Transfection of neurons and immunocytochemistry
Primary hippocampal neurons were prepared from embryonic day 18 rats as described previously29. Briefly, hippocampi were dissected with trypsin and plated on coverslip coated with poly-L-lysine in Neurobasal medium (Thermo Fisher Scientific) supplemented with B27 (Thermo Fisher Scientific). After 2–3 h of incubation, the plating medium was changed with a growth medium (plating medium and glutamate). Cultured hippocampal neurons were transfected by the calcium phosphate method at 5 or 7 days in vitro. For immunofluorescent staining, after 7–9 days of transfection, cultured hippocampal neurons were fixed in 4% (v/v) formaldehyde/ 4% (w/v) sucrose, and permeabilized with 0.2% (v/v) Triton X-100 in phosphate-buffered saline followed by incubation with primary antibodies and fluorophore-conjugated secondary antibodies.

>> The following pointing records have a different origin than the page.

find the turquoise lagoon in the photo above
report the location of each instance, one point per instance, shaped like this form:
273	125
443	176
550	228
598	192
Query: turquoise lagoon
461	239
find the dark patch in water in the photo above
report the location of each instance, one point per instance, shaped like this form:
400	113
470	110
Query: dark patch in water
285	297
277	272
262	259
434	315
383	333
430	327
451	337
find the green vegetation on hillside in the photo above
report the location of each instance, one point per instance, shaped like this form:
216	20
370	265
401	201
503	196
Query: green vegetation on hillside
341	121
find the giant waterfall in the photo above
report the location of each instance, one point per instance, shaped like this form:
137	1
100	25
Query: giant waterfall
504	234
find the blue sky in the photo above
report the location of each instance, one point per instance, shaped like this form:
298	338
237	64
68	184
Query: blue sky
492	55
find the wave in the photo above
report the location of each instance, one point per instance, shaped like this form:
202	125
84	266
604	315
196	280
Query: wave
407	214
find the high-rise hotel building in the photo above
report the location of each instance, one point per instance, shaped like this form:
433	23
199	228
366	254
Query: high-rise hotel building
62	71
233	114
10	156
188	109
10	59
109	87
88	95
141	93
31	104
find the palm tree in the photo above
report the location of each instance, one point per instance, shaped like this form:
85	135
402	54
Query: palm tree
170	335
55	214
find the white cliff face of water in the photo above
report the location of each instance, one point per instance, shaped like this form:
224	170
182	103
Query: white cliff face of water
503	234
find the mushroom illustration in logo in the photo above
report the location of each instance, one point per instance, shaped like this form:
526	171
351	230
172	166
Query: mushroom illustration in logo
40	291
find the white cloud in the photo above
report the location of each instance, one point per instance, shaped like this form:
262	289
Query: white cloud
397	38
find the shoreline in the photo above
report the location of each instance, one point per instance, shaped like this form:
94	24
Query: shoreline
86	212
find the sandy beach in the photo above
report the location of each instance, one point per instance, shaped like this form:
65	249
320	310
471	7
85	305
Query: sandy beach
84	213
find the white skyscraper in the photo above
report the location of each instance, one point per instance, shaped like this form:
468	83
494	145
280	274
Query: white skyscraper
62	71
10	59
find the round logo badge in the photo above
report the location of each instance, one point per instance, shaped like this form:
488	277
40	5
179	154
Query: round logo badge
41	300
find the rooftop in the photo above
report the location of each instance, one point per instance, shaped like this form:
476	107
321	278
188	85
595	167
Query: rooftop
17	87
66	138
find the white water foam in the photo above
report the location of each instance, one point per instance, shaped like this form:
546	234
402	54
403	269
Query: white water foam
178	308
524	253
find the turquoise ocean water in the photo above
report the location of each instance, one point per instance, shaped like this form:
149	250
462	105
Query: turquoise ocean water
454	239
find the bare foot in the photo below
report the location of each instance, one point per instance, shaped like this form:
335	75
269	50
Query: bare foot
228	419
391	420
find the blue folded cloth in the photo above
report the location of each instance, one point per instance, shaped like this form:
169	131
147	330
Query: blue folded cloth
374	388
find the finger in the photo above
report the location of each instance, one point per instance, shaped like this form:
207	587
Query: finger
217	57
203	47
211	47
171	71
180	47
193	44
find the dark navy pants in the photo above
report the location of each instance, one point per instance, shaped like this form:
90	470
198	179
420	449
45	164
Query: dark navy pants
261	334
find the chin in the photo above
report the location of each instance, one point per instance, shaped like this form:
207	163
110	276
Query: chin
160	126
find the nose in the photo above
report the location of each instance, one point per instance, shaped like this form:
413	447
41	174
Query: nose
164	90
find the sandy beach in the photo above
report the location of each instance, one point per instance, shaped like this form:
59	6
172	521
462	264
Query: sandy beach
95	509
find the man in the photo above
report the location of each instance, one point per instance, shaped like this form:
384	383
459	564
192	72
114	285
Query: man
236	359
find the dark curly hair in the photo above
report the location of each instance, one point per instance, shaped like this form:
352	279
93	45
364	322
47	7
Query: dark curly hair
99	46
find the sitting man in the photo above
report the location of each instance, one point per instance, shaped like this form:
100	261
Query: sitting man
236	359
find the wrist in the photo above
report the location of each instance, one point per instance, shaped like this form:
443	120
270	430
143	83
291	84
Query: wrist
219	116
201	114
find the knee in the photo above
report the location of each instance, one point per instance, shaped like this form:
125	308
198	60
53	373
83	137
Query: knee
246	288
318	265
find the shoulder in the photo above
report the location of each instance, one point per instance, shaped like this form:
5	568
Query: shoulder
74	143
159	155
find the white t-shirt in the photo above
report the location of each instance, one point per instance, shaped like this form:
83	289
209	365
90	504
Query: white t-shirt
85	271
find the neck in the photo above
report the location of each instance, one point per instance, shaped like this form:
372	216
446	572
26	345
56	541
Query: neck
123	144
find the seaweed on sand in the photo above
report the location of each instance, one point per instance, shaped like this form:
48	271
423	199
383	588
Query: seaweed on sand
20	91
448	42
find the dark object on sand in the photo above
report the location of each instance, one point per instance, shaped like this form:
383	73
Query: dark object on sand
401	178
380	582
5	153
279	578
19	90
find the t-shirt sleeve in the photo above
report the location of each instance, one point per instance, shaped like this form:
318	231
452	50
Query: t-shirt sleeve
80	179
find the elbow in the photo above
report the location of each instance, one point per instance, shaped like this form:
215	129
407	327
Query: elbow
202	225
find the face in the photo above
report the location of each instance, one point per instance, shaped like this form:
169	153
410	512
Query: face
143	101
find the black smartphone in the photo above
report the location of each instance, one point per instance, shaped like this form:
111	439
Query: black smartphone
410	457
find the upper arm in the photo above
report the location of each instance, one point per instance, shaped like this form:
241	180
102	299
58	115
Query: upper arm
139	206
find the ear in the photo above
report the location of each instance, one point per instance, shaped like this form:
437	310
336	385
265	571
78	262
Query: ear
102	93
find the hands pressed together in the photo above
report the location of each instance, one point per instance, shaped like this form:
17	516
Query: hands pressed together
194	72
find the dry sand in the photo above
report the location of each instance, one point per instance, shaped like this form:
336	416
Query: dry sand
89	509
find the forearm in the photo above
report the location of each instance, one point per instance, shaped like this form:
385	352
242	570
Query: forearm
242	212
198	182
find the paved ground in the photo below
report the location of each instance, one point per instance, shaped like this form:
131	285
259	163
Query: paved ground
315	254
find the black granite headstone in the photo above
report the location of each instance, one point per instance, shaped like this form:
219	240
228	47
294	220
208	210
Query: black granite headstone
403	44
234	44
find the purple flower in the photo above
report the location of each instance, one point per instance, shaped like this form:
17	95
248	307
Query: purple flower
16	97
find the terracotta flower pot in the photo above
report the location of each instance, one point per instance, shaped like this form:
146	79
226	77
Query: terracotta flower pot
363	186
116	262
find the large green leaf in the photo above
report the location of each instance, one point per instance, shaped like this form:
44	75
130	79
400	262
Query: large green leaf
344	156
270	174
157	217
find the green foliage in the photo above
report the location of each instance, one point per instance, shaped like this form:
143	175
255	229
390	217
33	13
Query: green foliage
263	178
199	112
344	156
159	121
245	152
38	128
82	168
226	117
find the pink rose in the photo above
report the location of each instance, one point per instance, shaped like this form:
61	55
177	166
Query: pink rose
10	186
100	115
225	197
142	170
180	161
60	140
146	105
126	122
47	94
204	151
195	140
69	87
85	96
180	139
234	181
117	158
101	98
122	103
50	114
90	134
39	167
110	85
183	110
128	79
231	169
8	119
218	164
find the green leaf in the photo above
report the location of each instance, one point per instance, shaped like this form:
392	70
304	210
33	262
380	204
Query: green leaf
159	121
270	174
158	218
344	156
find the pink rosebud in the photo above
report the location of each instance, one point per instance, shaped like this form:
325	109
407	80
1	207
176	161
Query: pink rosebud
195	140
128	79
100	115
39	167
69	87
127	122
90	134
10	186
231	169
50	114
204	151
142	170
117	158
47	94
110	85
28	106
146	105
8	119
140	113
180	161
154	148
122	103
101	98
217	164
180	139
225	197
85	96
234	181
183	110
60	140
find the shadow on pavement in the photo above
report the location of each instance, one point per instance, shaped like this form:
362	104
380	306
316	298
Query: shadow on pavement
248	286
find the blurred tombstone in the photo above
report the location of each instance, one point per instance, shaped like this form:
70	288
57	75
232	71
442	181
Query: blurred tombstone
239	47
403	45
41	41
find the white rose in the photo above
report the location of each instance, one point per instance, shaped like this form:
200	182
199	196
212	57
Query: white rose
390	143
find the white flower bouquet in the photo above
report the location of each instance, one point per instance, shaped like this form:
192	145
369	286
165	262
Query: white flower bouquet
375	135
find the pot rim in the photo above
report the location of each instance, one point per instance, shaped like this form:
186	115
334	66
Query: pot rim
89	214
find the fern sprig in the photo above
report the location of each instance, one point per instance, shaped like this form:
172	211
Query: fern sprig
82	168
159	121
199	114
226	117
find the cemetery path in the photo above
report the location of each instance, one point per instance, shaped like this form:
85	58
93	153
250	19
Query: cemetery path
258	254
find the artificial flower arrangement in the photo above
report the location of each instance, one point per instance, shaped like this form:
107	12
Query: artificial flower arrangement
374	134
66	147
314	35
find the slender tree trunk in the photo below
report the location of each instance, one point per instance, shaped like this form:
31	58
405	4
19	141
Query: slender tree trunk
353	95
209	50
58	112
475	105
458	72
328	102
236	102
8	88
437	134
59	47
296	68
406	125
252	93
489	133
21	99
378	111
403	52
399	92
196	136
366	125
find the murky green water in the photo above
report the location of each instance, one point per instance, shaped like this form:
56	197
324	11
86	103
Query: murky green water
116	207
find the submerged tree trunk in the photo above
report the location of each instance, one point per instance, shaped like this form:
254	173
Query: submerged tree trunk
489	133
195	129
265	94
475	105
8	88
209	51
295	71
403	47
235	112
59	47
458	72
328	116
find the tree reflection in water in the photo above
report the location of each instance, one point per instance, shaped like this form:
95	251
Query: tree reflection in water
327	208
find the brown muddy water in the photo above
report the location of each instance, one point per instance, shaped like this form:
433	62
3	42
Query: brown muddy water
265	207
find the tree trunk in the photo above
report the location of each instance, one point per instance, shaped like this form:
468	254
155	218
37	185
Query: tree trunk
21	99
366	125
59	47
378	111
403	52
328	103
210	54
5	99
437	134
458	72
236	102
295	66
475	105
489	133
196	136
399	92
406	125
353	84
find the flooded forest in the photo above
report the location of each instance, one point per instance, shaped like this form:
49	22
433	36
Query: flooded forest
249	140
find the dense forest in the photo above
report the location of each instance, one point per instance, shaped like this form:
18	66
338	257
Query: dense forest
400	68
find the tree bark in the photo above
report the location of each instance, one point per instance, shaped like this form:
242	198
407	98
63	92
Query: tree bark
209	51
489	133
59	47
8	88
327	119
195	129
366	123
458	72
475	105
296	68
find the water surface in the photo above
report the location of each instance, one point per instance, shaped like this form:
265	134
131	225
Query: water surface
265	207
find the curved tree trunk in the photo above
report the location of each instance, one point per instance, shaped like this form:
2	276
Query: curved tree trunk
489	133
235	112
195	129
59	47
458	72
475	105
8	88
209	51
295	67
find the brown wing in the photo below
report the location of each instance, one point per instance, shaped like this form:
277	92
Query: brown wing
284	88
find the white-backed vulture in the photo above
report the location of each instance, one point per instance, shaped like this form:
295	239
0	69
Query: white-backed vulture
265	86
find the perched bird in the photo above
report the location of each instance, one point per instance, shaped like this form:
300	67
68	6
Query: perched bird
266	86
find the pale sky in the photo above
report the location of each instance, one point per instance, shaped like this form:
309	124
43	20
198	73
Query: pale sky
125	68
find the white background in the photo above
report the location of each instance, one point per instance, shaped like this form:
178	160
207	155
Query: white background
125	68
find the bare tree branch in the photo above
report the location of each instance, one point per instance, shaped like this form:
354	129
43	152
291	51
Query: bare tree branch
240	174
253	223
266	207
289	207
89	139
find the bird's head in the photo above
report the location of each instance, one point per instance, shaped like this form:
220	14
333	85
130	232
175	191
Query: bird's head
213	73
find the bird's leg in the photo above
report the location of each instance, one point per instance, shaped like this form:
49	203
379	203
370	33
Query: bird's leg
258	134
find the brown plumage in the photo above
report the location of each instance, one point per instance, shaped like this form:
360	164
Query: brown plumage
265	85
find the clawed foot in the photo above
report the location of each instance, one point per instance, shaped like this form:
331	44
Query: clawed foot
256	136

Image analysis and quantification
Images captured by confocal microscopy (LSM 810, Zeiss, Gottingen, Germany) were analyzed blindly using MetaMorph software (Version: 7.10.1.161, Molecular Devices, San Jose, CA, USA). Sholl analysis of dendritic arbors was performed employing the modified method of Nakayama et al.43. After images of individual neurons were printed, printouts were placed under a clear sheet featuring concentric circles with diameters increasing in 20 µm increments. The center of the circles was placed at the cell body center and the numbers of dendrites crossing each concentric circle were counted. Quantification of primary and secondary dendrites was also performed by imaging of individual neurons. The density of dendritic spine and synaptic protein clusters were measured from 27 to 32 dendrites of 7 ~ 9 neurons.
Statistical analysis
GraphPad Prism software (GraphPad Software, Inc., La Jolla, CA, USA) was used to perform all statistical analyses. Two-sample comparisons were conducted with Student’s t-tests, while multiple comparisons were performed with a one-way analysis of variance (ANOVA) followed by Tukey post hoc tests. All results are presented as the means ± s.d. or means ± s.e.m. Differences with a p value less than 0.05 were considered to be statistically significant.